31 octobre, Poudlard-
Hadrian marchait tranquillement dans l'école durant la nuit d'Halloween. C'était après son couvre-feu, mais grâce à une certaine cape et à une carte, il était invisible et il n'avait rencontré aucun préfet. Il se dirigeait vers la salle de bains du 2e étage, le repaire habituel de Mimi Geignarde et le domicile de la chambre des secrets. Les premiers deux mois de classes après les vacances furent très fatiguant, mais il était néanmoins alerte et confiant, alors qu'il se promenait dans les couloirs sombres de Poudlard.
Ronald Weasley et sa sœur, Ginevra, avaient été pour le moins agaçantes. La bigoterie de Ronald avait seulement augmenté pendant ses jours d'école, il disait maintenant à tout le monde qu'Harry Potter était un traître et un "sale serpentard". La plupart du temps, les autres élèves se moquaient de lui, mais quelques Serdaigles méfiants et presque tout les Gryffondors commençaient à être d'accord avec lui.
Hadrian n'était pas surpris. Sa "célébrité" redoutée était un ami inconstant. Tout dépendait de sa popularité. S'il était l'Élu, l'héro de l'école, il était suivi partout par des élèves qui voulaient être son ami ou son admirateur. Si le Seigneur des Ténèbres était silencieux pendant un certain temps, les étudiants commençaient à se rappeler des rumeurs et des histoires imprimées par le chiffon appelé la Gazette du Sorcier.

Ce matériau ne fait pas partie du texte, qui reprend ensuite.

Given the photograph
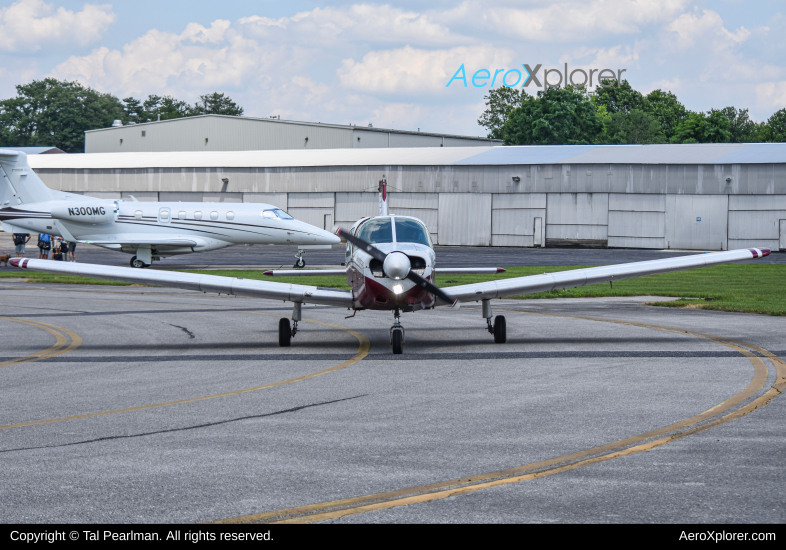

Hadrian était imperturbable. Cela avait arrivé trop de fois pour qu'il soit plus affecté par les rumeurs de l'école. Cependant, il fallait faire quelque chose à propos de la Gazette. Les Alliés des Ténèbres et certains membres de l'élite s'efforçait d'acheter des parts pour contrôler le journal, tandis que d'autres avaient rejoint des reporters réputés et des sorciers sang-pur neutres pour créer leur propre journal, contrôlé par la secte des Ténèbres. Les Faits Magiques gagnait en force et en nombre, doublant presque son taux de souscription lorsque les sorciers ont réalisé que ce journal publiait des informations provenant du monde entier ainsi que de la Grande-Bretagne. Rita Skeeter avait tenté de postuler pour une colonne et avait été rapidement rejetée une fois que cela avait été révélé. Elle était incapable d'écrire une histoire basée sur plus de 50% de faits authentiques sans son horrible Plume à Papote.
Hermione Granger était également furieuse contre lui. Hadrian sourit en se rappelant qu'elle l'avait approché le premier jour de classes et l'avait accusé d'avoir triché sur ses BUSE, qu'il avait repris cet été pour une somme de 10 gallions. Granger lui avait crié dessus devant tous les professeurs et les étudiants que apparement il n'était pas capable d'obtenir autant de BUSE et qu'il ne devrait pas être autorisé à prendre autant de classe du niveau des ASPIC. Son emploi du temps était très chargé. Il suivait des cours sur la botanique, les potions, la défense contre les forces du mal, les sortilèges, la métamorphose, l'étude des runes et l'arithmancie. Il avait déjà pris des cours d'astronomie, de soins des créatures magiques et de divination. Cependant, ces classes n'étaient pas nécessaires à ses objectifs actuels.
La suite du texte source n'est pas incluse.